Decisa e spericolata svolta europeista di Meloni. Spread sotto controllo, a sorpresa. In molti davano una esplosione del differenziale dei tassi d’interesse tra i Btp decennali italiani e gli analoghi titoli del debito pubblico tedesco. In molti davano per spacciata Giorgia Meloni sotto il peso dell’aumento dei costi per finanziare il debito pubblico italiano.
Nel governo Meloni a dicembre l’allarme era fortissimo per il netto aumento dei tassi d’interesse decisi dalla Bce (Banca centrale europea). Non a caso il ministro della Difesa Guido Crosetto, stretto collaboratore della presidente del Consiglio, attaccava la presidente della Bce Christine Lagarde: «Non ho capito il regalo di Natale che la presidente Lagarde ha voluto fare all’Italia».
Spread sotto controllo, invece. Lunedì 27 marzo lo spread è calato a 180 punti base dalla punta di 220 toccata a dicembre. È un risultato ancora più importante perché la discesa è avvenuta nonostante la gravissima crisi bancaria internazionale: il crack dell’americana Silicon Valley Bank ha causato prima la caduta del Credit Suisse e poi il crollo della Deutsche Bank.
La svolta europeista di Meloni passa dai buoni rapporti con Ursula von der Leyen, dopo le prime frizioni per la natura post fascista di Fratelli d’Italia. La presidente del Consiglio ha avuto cordiali colloqui a Palazzo Chigi con la presidente della commissione europea e successivamente a Bruxelles. Ursula von der Leyen l’abbraccia. Assicura: sui migranti occorre un’azione comune dell’Unione Europea. Le ondate di migranti attraverso il Mediterraneo sono proprio la prima preoccupazione di Giorgia Meloni. Fa passare a Bruxelles anche le rassicurazioni dell’Italia sulla realizzazione dei progetti legati ai finanziamenti europei per il Pnrr (Piano nazionale di ripresa e di resilienza). La Bce, infine, sembra avere un occhio di riguardo nel trattamento dei titoli del debito pubblico italiano (Btp e Bot da sottoscrivere o da rimettere sul mercato).
Non riesce, però, a far passare la proposta italiana sui biocarburanti per le auto da utilizzare insieme all’elettrico mentre la Germania sembra spuntarla sui combustibili sintetici. In più resta irrisolto il nodo del Mes (Meccanismo europeo di stabilità) contestato dalla presidente del Consiglio.

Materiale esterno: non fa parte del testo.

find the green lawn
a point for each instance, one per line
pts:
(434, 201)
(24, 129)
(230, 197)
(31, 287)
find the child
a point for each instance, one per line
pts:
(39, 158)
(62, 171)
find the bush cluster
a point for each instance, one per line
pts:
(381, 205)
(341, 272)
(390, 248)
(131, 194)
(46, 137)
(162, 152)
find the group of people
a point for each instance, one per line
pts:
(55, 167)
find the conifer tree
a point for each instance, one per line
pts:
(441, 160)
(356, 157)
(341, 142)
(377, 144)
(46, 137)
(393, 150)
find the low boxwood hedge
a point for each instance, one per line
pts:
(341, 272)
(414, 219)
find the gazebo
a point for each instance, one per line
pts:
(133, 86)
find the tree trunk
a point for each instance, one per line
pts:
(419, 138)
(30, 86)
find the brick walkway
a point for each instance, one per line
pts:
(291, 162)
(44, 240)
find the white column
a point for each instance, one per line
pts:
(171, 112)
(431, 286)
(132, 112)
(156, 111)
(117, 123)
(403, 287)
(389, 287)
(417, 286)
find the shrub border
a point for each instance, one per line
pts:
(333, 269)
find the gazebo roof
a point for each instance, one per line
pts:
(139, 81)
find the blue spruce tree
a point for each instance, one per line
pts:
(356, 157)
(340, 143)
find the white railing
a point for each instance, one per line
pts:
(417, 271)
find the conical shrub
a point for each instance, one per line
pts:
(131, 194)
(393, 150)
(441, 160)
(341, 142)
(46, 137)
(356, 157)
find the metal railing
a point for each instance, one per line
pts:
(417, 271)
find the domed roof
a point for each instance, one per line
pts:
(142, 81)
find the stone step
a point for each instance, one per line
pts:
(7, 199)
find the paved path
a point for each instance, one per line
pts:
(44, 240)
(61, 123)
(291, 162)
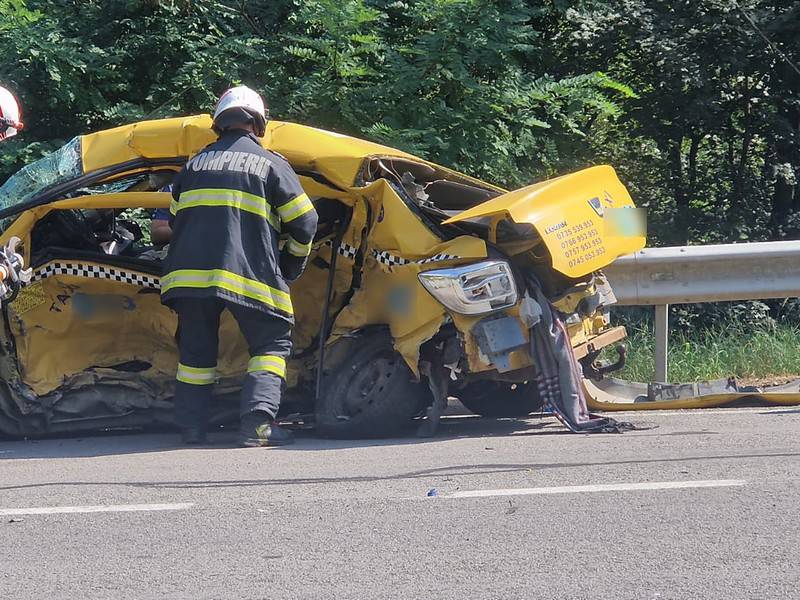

La svolta europeista di Meloni passa anche per la tregua siglata con Emmanuel Macron, dopo i pesantissimi scontri dei mesi passati. La presidente del Consiglio ha rasserenato il clima in un lungo faccia a faccia notturno con il presidente della Repubblica Francese, avvenuto dopo il consiglio europeo. Gli interessi comuni tra Italia e Francia (soprattutto nella difesa e nell’industria manifatturiera) fanno premio sui forti contrasti precedenti. Il presidente francese esce soddisfatto dalla discussione «molto buona» e ora «possiamo agire insieme» su molti temi. La presidente del Consiglio è «soddisfatta» perché «c’è voglia di collaborare».
Giorgia Meloni, in particolare, ha a cuore il grave problema dei migranti (connesso alla stabilizzazione politica della Tunisia) e della revisione del Piano di stabilità per l’euro (per ora ancora sospeso), questioni anche sul tavolo del presidente francese. Macron, in forte difficoltà per le proteste popolari contro la riforma delle pensioni, ha a cuore anche il disco verde europeo al nucleare francese come energia pulita.
Giorgia Meloni punta a cancellare il passato sovranista e populista di Fratelli d’Italia con una decisa sterzata europeista. Una analoga operazione, in chiave atlantista, la sta realizzando verso gli Stati Uniti. Non a caso è tra i più decisi sostenitori occidentali dell’aiuto all’Ucraina contro l’aggressione russa anche con l’invio di armi. È anche andata a Kiev da Volodymyr Zelensky per rafforzare la sua scelta. È una posizione molto apprezzata da Joe Biden.